In the championship match, Strawn made just one birdie (on the sixth hole to go 5 up), but also only one bogey. “I got off to a good start,” Strawn said. “I just wanted to make pars. I wanted to hit fairways, I wanted to hit greens … and then of course that birdie at 6 … kind of settled me down a little bit.”

“Yeah, I gave him some simple holes,” said Hanzel, who in 2012 became the first and still only golfer to win a match in the U.S. Amateur, U.S. Mid-Amateur and U.S. Senior Amateur in the same year. “I didn’t hit really horrible shots, not good shots, and didn’t make a 5- or 6-footer that you need to get some momentum, and Rusty is just so steady.
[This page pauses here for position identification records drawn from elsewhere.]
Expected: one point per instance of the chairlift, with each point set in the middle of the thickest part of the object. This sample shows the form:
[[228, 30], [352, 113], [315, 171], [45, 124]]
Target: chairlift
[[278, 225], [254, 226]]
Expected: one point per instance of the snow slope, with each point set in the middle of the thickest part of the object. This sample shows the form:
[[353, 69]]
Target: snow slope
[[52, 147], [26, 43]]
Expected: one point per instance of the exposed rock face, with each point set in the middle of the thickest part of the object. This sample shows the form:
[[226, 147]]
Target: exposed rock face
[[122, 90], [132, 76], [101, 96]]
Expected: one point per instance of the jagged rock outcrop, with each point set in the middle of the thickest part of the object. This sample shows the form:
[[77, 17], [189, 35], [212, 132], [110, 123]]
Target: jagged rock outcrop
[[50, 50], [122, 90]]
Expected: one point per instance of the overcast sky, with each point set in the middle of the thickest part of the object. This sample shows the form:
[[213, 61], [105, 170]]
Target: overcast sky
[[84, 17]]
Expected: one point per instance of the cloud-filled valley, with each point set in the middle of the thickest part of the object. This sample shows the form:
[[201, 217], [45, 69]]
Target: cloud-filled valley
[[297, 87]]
Doesn’t hit it very far, hits it very straight, really good around the greens, and on this golf course you’re going to win a lot of holes making pars.”

Strawn wasn’t above playing off some superstitions if he would help him claim the title. In the championship match he wore a polo shirt from the 2019 Senior Amateur at Old Chatham Golf Club and a hat from Sea Island where he registered his “first big win” in the 1993 Georgia Mid-Amateur.

Strawn’s victory capped an impressive 2022 for the owner a life-insurance company back in McDonough, Ga. Earlier this year, Strawn won the Trans-Mississippi Senior Championship and the Florida Senior Azalea Amateur. He also finished runner-up at the North & South Senior.

With the win he earned an exemption into the 2023 U.S. Senior Open at SentryWorld in Stevens Point, Wis. It’s a championship he’s tried to qualify for on a few occasions but never been able to play his way into.